Attention aussi, il y a une Waiting list, souvent les places sont attribuées alors qu’elles sont déjà réservées et vous êtes alors sur la liste d’attente, votre siège dépend donc des annulations des sièges vraiment attribués. Mais si vous ne parvenez pas à avoir votre siège, vous ne recevrez un remboursement que de 50%
Nous n’avons plus que des places en 3rd AC. On attend donc le train (attention bien connaitre son numéro de train car plusieurs trains s’arrêtent sur le même quai). On n’est pas très à l’aise, très sur la défensive. On croise un couple d’européens, on leur sourit. Ils reviennent nous voir (ils nous avoueront après que quand ils ont vu nos têtes ils ont compris qu’on avait besoin de parler et d’être rassurés). On discute, ils nous rassurent ils ont déjà pris le train c’est pas mal. Vicky vient même nous voir dans notre compartiment pour s’assurer que l’on va bien, ils nous aideront ensuite à prendre un Uber pour retourner à l’hôtel et à réserver par nous-mêmes notre train pour aller au Népal. Vicky Y Jorge muchisimas gracias por todo lo que habeis hecho, fue una ayuda inestimable, os quedo en mi corazon con mucha gratitud.
Nous nous installons donc dans le wagon bondé, trois lits les uns sur les autres, il n’y a aucun touriste, nous sommes deux filles. Un homme nous aide à installer le lit puis va me chercher des draps et une couverture propres. Merci à lui. Et là… on entend régulièrement des bruits de pets et de rots, la fille (la seule autre fille du wagon) lâche régulièrement des rots gutturaux. Même si je voulais je ne saurais pas faire ça. Mathieu qui la trouvait vraiment jolie quelques minutes auparavant, ne pense même plus à la regarder.
Vers 7h du matin on nous prévient qu’on est arrivés ;
On sort. La gare est blindée, tout le monde dort à même le sol et on ne sait même pas si les gens sont encore vivants. En sortant une dizaine de chauffeurs de taxi se jettent sur nous, ils sont beaucoup beaucoup trop près. On réserve grâce à Vicky le Uber et on fonce à la guesthouse.
A voir ?
On a essayé. Je vous assure on a essayé. Mais on n’a pas réussi à visiter la ville. On est allés voir le Gange. Les enfants s’y baignaient au milieu des immondices. On a essayé d’aller voir les temples mais marcher dans la rue était un calvaire.

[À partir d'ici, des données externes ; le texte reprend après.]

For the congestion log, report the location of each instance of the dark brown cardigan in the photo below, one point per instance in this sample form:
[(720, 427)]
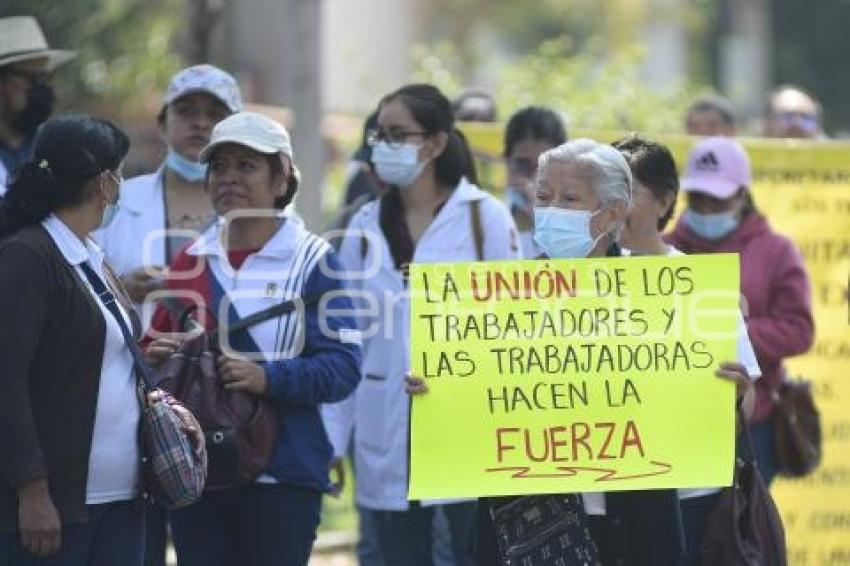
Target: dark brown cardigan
[(51, 350)]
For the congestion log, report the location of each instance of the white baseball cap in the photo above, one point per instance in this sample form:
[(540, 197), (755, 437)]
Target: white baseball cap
[(253, 130), (208, 79)]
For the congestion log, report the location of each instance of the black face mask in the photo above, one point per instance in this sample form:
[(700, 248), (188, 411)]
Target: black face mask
[(40, 99)]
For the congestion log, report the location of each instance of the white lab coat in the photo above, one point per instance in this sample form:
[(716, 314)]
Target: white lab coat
[(379, 410), (4, 179), (135, 237)]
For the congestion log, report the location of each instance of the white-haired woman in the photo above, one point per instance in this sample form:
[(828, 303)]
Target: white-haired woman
[(258, 257)]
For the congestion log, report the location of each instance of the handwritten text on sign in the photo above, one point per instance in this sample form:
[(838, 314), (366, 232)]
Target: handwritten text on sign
[(572, 375)]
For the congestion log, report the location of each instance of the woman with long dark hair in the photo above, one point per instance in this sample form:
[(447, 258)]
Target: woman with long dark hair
[(69, 410)]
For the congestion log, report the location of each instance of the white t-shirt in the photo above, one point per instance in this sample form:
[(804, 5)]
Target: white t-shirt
[(594, 503), (114, 456)]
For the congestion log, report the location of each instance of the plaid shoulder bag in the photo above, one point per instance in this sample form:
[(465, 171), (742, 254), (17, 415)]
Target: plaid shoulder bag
[(174, 449)]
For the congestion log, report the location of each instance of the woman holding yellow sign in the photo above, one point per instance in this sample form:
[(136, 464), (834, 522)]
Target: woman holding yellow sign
[(584, 190)]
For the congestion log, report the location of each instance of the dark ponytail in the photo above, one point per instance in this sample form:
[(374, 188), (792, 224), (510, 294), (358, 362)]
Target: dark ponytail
[(68, 152), (433, 111)]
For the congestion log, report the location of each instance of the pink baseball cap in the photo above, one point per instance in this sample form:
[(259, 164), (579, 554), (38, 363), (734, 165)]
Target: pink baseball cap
[(717, 166)]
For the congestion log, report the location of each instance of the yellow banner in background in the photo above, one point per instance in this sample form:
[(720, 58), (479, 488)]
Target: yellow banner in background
[(572, 375), (803, 188)]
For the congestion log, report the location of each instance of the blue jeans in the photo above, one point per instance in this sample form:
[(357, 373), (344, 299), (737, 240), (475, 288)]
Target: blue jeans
[(257, 524), (114, 534), (156, 535), (695, 513), (368, 549), (407, 537)]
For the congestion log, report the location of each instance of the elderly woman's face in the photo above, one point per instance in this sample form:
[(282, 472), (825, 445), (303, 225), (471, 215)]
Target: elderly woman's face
[(561, 185), (240, 178)]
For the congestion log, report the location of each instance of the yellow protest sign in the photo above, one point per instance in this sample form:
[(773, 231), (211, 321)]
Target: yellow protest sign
[(803, 189), (572, 375)]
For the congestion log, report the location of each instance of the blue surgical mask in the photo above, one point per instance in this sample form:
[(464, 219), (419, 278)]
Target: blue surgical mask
[(191, 171), (563, 233), (711, 226), (397, 166)]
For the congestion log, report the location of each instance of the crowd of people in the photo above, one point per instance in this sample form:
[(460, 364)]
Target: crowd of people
[(216, 221)]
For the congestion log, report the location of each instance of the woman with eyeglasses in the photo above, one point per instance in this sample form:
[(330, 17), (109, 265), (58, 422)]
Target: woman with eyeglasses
[(529, 132), (433, 212), (69, 409)]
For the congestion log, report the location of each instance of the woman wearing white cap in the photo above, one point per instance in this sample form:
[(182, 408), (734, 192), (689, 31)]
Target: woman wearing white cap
[(259, 256), (26, 96), (721, 217), (159, 212), (172, 198)]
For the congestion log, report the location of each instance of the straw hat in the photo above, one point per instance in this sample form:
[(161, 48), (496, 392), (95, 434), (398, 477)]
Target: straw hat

On s’est posé au restaurant avec nos nouveaux amis et on est rentrés à l’hôtel avec une volonté : rejoindre le Népal.
Vicky et Jorge sont allés voir la cérémonie qui a lieu tous les jours et on en a beaucoup parlé quand on s’est retrouvés par hasard dans le même hôtel à Lumbini.
Varanasi est une ville sainte, le lieu où si vous êtes incinérés là vous avez plus de chance de vous réincarner en quelque chose de mieux, ou même d’atteindre le paradis directement.
Dans 5 cas, les corps ne sont pas incinérés : les femmes enceintes, les enfants de moins de 11 ans, les hommes saints, ceux qui sont morts par morsure de cobra (animal saint) et les lépreux. Dans ces cas-là, les corps sont jetés directement dans le Gange puisqu’il ne se réincarneront qu’en quelque chose de mieux. Dans les autres cas l’incinération a lieu sur les bords du Gange, les cendres se dispersent dans l’air et retombe sur les familles qui assistent à la cérémonie. Il est interdit de pleurer car Shiva regarde. Une partie des cendres est jetée dans le Gange, le reste rejoint un monticule où les chiens se disputent les parties non brûlées. Les corps affluent de toute l’Inde, 300 sont incinérés chaque jour. De l’autre côté les intouchables qui n’ont pas les moyens brûlent comme ils peuvent les cadavres de leur proches et les jettent à moitié calcinés dans le fleuve saint. Du coup on n’a pas trop regretté de ne pas avoir vu.
Voilà, une chose est certaine on était content de quitter le pays. Je suis sûre que l’Inde recèle de grandes merveilles, et il parait que le Sud est merveilleux. Mais nous on n’a pas supporté. Un choc peut-être trop violent, trop intense. Notre itinéraire n’était peut-être pas le bon. Chacun est libre de se faire son opinion.